CS-SI / eodag

Earth Observation Data Access Gateway
https://eodag.readthedocs.io
Apache License 2.0
324 stars 44 forks source link

Token mechanism not handled for Copernicus Dataspace provider #858

Closed chiarch84 closed 11 months ago

chiarch84 commented 1 year ago

Describe the bug Copernicus Dataspace token refresh is not handled by EODAG, so for massive downloads it is not possible to use EODAG as plugin since it will lead to Authentication Errors and afterwards to be temporarily banned by the provider due to too many sessions opened at the same time (1 token = 1 session). For Data Space every new token request is considered a new Session and so, if the previous token had not expired this means that 2 parallel sessions are open. Leading very soon to too many not allowed Sessions at the same time. https://documentation.dataspace.copernicus.eu/Quotas.html#copernicus-general-users This is the link to the max quotas for general users.

We (JRC - EC) have the quotas for Service providers, but we reached them anyhow since the refresh token is not handled.

We are using the single download since for how our workflow is created we singularly download each product, but it seems that for the same authenticated user new tokens have to be generated all the time, instead than using the existing ones and just refreshing them. The mechanism should be to, in case an active token already exists, to refresh it every 10 minutes up to 60 minutes time. At 60 minutes time the token is not valid anymore and the session expires so a new token has to be requested. Since there is no "logout" mechanism it is also not possible to kill the existing sessions ourselves.

We need to understand if EODAG is going to implement this or not and with what priority, since if not we might have to rewrite the code for downloading ourselves and not use EODAG for downloading from Dataspace. Thanks for your answer.

Code To Reproduce

try:
        product_scratch_path = pathlib.Path(
            dag.download(eodag_eoproduct, outputs_prefix=scratch_dir)
        )
except AuthenticationError as e:
    logger.exception(e)
    dag = login_to_eodag_provider(provider=provider_name)
    process_single_eodag_product(
        product_uuid,
        base_path,
        collection_name,
        metadata,
        product_type,
        elastic,
        provider_name,
        eodag_eoproduct,
        dag,
        )

Environment:

Python version: 3.9.5 EODAG version: 2.9.1

sbrunato commented 1 year ago

Hello @chiarch84 and thanks for this issue. Yes this is something that should be handled, we'll plan to update the token retrieval mechanism to support it

chiarch84 commented 1 year ago

Thanks a lot for your answer @sbrunato ! Keep us updated on the roadmap!
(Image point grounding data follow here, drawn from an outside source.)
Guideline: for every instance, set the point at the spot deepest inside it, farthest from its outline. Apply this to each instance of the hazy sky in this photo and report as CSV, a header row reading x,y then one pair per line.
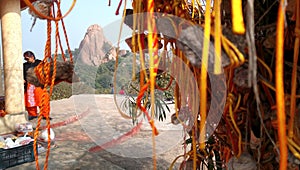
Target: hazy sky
x,y
84,14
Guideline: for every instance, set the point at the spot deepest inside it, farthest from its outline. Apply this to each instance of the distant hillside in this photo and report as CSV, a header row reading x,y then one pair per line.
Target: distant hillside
x,y
95,49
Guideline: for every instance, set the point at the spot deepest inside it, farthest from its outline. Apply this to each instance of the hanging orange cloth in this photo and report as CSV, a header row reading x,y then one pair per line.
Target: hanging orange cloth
x,y
33,98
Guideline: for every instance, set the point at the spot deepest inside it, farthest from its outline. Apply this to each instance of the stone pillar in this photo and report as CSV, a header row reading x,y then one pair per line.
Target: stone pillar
x,y
10,14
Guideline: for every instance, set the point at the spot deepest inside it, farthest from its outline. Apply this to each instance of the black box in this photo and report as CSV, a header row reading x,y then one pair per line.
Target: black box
x,y
16,156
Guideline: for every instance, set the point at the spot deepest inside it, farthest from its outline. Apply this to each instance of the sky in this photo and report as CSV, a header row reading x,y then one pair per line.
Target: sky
x,y
84,14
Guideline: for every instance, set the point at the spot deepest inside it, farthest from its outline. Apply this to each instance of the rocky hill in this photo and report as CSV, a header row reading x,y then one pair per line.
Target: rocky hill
x,y
95,49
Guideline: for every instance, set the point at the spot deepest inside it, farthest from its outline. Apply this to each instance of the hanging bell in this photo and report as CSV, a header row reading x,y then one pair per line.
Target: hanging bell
x,y
43,7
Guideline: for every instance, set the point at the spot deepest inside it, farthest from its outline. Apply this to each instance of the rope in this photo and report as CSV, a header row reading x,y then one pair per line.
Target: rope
x,y
280,102
40,15
46,77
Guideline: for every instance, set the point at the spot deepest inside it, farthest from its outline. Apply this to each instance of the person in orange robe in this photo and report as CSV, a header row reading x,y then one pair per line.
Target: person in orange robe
x,y
33,95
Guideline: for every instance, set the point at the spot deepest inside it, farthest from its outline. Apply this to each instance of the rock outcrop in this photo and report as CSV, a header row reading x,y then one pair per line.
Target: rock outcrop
x,y
95,49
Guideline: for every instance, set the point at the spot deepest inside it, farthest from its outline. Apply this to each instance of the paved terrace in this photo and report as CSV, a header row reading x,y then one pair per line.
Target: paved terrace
x,y
102,139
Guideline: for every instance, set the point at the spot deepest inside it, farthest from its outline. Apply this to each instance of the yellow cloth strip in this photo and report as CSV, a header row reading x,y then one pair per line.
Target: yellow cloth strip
x,y
279,85
203,74
294,73
238,26
217,38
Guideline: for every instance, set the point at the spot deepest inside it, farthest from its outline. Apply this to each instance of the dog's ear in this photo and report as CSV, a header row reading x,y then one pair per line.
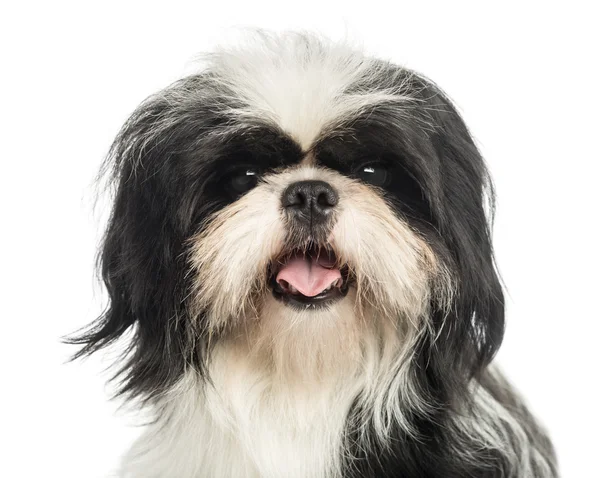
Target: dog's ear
x,y
473,327
142,259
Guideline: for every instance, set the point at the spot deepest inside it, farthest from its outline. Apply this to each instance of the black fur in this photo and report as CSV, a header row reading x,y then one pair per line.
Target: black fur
x,y
170,166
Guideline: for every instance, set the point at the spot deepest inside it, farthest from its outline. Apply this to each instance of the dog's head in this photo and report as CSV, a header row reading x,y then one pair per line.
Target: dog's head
x,y
300,197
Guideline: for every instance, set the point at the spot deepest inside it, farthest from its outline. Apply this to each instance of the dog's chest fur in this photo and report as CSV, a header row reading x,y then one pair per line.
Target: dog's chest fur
x,y
248,423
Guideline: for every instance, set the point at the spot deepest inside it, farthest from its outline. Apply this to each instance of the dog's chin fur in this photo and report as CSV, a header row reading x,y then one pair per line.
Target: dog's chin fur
x,y
392,379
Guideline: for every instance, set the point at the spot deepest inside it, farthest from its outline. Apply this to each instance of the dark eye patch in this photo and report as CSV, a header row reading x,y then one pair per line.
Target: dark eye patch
x,y
246,156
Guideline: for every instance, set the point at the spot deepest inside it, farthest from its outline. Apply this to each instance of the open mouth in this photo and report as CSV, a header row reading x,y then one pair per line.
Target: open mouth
x,y
309,279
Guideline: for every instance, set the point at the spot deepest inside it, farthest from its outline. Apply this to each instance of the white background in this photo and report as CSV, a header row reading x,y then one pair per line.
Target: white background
x,y
525,76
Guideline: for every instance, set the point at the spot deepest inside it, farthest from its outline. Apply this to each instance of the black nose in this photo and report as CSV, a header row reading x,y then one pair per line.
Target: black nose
x,y
310,201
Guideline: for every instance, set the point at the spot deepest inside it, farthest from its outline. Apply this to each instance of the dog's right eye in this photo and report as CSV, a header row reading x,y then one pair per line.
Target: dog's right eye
x,y
243,180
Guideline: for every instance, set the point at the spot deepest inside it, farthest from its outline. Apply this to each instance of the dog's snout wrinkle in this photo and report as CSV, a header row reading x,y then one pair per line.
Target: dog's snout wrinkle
x,y
310,201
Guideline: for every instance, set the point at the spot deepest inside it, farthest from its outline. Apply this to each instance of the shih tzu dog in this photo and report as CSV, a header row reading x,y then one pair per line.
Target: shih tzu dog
x,y
299,258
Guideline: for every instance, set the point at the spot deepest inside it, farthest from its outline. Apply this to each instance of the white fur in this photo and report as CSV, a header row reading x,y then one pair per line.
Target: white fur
x,y
301,82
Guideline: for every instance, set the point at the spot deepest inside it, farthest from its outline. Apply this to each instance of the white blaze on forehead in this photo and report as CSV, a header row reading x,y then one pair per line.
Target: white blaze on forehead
x,y
300,83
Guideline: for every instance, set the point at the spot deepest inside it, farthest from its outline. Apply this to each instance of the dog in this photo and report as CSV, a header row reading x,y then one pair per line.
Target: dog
x,y
299,259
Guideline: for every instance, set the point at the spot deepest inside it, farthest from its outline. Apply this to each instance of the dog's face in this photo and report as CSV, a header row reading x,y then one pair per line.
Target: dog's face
x,y
301,198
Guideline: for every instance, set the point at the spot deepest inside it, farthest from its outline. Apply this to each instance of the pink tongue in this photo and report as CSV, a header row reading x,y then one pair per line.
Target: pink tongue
x,y
307,275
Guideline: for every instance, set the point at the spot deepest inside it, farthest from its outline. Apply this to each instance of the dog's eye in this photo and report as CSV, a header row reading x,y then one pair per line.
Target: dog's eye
x,y
243,180
375,174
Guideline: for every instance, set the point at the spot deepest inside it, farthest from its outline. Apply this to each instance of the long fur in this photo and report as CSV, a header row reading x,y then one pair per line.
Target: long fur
x,y
394,379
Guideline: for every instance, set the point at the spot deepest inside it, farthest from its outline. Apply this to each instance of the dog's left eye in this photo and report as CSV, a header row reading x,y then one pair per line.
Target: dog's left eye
x,y
375,174
243,180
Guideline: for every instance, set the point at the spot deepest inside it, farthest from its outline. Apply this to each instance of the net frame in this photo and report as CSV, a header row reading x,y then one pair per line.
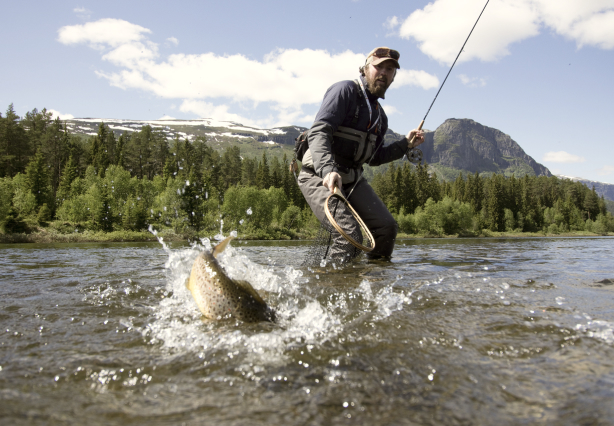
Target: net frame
x,y
371,241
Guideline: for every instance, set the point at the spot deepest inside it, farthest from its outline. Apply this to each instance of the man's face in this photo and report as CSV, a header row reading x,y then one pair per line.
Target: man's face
x,y
380,77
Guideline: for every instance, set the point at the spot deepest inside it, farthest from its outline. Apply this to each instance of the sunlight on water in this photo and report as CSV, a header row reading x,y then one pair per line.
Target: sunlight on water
x,y
449,332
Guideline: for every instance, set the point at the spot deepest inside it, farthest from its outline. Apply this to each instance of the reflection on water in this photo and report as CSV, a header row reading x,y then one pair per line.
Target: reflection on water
x,y
466,331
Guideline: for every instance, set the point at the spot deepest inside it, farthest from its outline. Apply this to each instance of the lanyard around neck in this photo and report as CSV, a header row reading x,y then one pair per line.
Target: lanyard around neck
x,y
369,127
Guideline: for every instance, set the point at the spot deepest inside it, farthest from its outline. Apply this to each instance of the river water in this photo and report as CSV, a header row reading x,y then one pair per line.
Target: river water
x,y
461,331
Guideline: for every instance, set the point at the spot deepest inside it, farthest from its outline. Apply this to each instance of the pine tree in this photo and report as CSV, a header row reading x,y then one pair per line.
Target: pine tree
x,y
68,176
15,148
263,176
276,173
38,178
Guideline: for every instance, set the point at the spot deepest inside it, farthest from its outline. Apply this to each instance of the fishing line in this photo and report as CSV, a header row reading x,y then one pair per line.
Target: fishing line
x,y
444,80
413,155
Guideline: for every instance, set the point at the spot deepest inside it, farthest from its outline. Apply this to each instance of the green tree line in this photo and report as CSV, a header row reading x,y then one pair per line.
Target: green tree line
x,y
422,203
50,177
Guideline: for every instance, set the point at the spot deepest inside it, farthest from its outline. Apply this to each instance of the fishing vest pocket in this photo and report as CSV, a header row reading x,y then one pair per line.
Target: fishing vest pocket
x,y
352,147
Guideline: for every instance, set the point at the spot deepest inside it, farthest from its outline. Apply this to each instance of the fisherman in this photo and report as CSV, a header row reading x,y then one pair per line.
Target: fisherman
x,y
348,132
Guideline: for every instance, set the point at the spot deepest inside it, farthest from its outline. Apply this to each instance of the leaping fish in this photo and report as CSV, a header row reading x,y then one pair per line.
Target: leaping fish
x,y
219,296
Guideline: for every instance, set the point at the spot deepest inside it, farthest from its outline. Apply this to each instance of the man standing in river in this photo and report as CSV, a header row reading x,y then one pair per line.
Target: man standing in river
x,y
348,132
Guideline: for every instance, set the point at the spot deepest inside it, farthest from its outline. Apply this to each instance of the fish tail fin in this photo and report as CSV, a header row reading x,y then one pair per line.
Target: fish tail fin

koleckt commented 1 year ago

Hello @chiarch84 , Waiting for the EODAG upgrade, did you find (or develop) a homemade downloading function for COP_DATASPACE ?
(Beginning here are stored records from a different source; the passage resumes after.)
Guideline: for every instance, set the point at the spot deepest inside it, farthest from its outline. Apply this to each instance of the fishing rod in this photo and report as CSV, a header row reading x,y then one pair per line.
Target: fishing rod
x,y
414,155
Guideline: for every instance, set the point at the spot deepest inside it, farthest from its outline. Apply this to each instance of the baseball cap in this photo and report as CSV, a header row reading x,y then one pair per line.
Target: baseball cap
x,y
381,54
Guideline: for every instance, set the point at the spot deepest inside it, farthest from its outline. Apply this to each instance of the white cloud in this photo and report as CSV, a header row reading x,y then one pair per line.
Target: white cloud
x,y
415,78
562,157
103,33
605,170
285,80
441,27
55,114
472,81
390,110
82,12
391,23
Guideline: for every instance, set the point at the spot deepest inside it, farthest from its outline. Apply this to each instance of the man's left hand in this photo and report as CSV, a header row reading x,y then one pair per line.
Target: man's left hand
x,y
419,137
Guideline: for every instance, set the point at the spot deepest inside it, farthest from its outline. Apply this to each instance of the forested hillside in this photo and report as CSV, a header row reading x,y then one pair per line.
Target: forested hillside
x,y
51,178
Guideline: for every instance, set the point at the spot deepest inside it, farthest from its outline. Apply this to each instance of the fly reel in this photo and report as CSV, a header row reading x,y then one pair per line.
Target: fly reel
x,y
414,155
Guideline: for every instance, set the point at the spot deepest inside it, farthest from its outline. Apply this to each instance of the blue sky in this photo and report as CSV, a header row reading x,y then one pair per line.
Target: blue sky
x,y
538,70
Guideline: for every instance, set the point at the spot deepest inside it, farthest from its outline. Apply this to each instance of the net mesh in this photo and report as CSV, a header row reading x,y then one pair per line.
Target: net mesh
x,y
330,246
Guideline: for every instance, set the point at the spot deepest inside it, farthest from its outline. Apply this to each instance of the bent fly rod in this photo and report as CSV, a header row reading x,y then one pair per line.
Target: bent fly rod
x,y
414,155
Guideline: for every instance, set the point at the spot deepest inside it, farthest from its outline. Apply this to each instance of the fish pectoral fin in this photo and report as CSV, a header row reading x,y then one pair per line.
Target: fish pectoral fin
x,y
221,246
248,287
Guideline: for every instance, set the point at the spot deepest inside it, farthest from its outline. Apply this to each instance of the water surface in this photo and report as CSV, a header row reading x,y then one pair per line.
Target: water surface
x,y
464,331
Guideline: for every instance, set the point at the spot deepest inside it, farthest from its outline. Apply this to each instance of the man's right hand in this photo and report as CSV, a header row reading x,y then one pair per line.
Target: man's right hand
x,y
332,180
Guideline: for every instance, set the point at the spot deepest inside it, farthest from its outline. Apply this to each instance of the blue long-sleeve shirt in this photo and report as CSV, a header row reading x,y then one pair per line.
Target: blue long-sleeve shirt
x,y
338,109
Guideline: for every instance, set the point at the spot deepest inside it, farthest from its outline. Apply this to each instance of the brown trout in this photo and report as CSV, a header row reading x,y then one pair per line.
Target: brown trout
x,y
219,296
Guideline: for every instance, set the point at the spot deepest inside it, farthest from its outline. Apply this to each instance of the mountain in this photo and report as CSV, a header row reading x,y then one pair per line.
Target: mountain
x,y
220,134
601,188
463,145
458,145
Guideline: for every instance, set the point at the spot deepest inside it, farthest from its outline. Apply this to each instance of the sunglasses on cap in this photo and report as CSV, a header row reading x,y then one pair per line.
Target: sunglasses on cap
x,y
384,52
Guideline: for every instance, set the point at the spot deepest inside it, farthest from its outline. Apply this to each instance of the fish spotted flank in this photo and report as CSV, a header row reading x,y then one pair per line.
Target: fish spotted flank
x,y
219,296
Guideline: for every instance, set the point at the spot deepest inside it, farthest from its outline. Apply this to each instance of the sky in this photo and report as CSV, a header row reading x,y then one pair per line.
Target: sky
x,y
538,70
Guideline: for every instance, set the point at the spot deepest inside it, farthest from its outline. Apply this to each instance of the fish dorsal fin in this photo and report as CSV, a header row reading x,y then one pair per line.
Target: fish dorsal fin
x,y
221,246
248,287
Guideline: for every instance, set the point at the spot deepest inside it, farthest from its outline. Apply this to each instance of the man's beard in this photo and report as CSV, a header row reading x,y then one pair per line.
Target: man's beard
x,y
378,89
chiarch84 commented 1 year ago

Dear @koleckt no for the moment we just set up our downloads rate so that we don't exceed a certain number of "invalid user credentials" messages per minute and hour, so that we do not get "banned". So we keep downloading while receiving errors. Since we were hoping that EODAG would solve it soon. I guess we are not the only ones expecting this feature since CDSE is now the new official provider of Copernicus data.

gasparakos commented 1 year ago

Hello,

Based on https://documentation.dataspace.copernicus.eu/APIs/OData.html#product-download , I changed the keycloak authentication code a bit: https://github.com/gasparakos/eodag/blob/develop/eodag/plugins/authentication/keycloak.py#L94

Our downloads runs stable. It stopped two times. Once at 3 a.m. when summer-winter clock change has taken place and clock went back to 2 a.m.. And once when session expiration (10 hour) happened. I adjusted the code a bit and run again. I hope it can start new session after 10 hour.
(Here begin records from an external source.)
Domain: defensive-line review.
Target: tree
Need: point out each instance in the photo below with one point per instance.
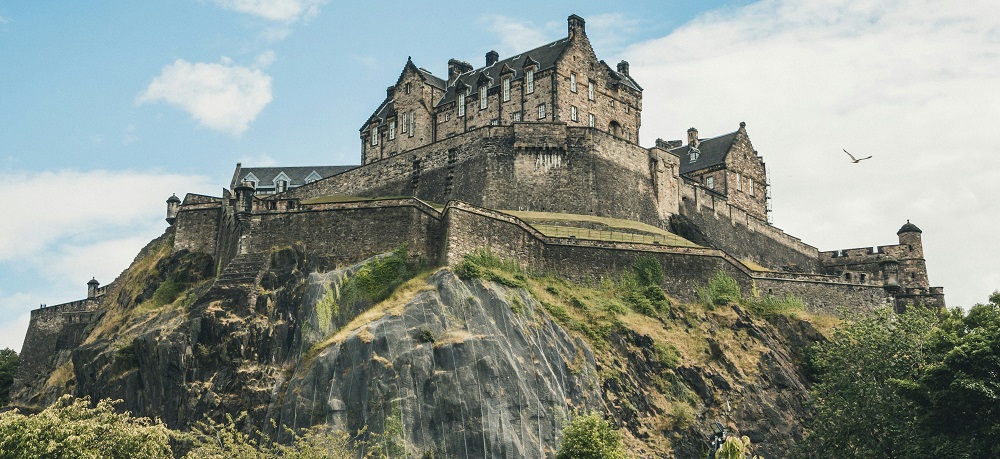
(8, 367)
(858, 410)
(590, 436)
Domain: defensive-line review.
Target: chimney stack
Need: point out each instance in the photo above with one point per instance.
(576, 26)
(623, 68)
(456, 68)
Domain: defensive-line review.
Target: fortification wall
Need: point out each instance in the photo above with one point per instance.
(53, 333)
(708, 218)
(345, 232)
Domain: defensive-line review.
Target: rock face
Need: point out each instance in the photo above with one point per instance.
(433, 366)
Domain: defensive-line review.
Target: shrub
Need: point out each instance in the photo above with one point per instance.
(590, 436)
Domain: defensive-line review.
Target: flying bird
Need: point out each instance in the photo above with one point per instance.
(856, 160)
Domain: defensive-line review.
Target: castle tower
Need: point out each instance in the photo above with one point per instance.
(173, 205)
(92, 288)
(912, 268)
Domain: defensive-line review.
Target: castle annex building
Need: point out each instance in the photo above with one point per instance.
(536, 157)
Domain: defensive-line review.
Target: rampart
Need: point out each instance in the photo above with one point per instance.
(706, 217)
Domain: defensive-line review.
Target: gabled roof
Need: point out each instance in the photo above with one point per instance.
(296, 174)
(711, 152)
(544, 57)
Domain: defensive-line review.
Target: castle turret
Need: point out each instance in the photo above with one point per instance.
(173, 205)
(92, 288)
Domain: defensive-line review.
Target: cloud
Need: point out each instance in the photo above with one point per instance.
(275, 10)
(516, 35)
(911, 83)
(223, 96)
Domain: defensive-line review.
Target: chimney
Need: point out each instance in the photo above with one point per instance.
(693, 137)
(623, 68)
(576, 26)
(456, 68)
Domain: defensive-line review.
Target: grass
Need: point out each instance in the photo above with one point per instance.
(556, 224)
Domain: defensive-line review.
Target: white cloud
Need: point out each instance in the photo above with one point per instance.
(275, 10)
(223, 96)
(911, 83)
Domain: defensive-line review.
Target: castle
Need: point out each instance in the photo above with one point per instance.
(536, 157)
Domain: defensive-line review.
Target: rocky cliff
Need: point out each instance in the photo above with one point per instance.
(422, 361)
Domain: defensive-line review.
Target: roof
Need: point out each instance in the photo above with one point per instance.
(711, 152)
(545, 56)
(908, 228)
(296, 174)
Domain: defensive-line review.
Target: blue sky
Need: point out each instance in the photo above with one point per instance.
(106, 108)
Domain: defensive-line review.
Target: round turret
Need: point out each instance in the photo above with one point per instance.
(173, 205)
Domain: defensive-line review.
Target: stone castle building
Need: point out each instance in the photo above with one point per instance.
(449, 166)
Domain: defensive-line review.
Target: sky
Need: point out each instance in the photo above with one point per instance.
(107, 108)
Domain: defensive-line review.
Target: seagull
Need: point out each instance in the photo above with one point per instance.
(856, 160)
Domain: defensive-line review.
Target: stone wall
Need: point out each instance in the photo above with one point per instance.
(708, 218)
(53, 333)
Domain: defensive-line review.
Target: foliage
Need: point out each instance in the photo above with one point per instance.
(735, 448)
(9, 362)
(722, 289)
(588, 436)
(857, 409)
(70, 428)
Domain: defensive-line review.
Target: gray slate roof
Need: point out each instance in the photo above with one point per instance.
(545, 56)
(296, 174)
(711, 152)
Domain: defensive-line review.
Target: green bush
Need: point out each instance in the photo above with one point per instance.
(590, 436)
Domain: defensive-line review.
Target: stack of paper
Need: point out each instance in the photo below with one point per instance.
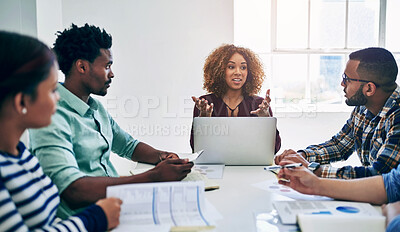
(330, 215)
(161, 205)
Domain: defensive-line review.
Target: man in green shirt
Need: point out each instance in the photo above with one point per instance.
(75, 149)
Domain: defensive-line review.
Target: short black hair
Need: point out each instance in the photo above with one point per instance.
(80, 43)
(377, 65)
(24, 63)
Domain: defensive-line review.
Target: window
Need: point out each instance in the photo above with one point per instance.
(304, 45)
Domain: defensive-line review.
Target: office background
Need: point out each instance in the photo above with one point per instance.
(159, 48)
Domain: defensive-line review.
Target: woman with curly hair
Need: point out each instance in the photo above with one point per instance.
(233, 76)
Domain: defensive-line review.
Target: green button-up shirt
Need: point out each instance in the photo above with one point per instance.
(78, 143)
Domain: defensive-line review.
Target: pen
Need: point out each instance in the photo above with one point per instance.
(269, 168)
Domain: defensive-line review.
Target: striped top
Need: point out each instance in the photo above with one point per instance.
(29, 200)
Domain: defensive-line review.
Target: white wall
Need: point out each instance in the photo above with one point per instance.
(18, 16)
(159, 50)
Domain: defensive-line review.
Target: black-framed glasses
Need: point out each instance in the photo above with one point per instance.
(346, 79)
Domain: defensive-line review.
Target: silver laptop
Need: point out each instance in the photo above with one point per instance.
(235, 140)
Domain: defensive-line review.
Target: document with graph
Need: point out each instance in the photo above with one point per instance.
(167, 204)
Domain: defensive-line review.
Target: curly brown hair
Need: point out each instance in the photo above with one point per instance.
(215, 66)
I put it in https://github.com/gasparakos/eodag. You can try it with: pip install --upgrade git+https://github.com/gasparakos/eodag.git@develop

gasparakos commented 1 year ago

Our downloads runs stable. It stopped two times. Once at 3 a.m. when summer-winter clock change has taken place and clock went back to 2 a.m.. And once when session expiration (10 hour) happened. I adjusted the code a bit and run again. I hope it can start new session after 10 hour.

l left a breakpoint() in eodag/plugins/authentication/keycloak.py(117)authenticate() try except block, and got another response. After continue, new session started, and download continued.

gasparakos commented 1 year ago

I hope it can start new session after 10 hour.

Sorry, it can not handle session expiration. Maybe some time based explicit renewal.

gasparakos commented 1 year ago

Sorry, it can not handle session expiration. Maybe some time based explicit renewal.

This problem was something else. Script was restarted and images still downloading from Tuesday. Session (10h expiration) was renewed a few times until now.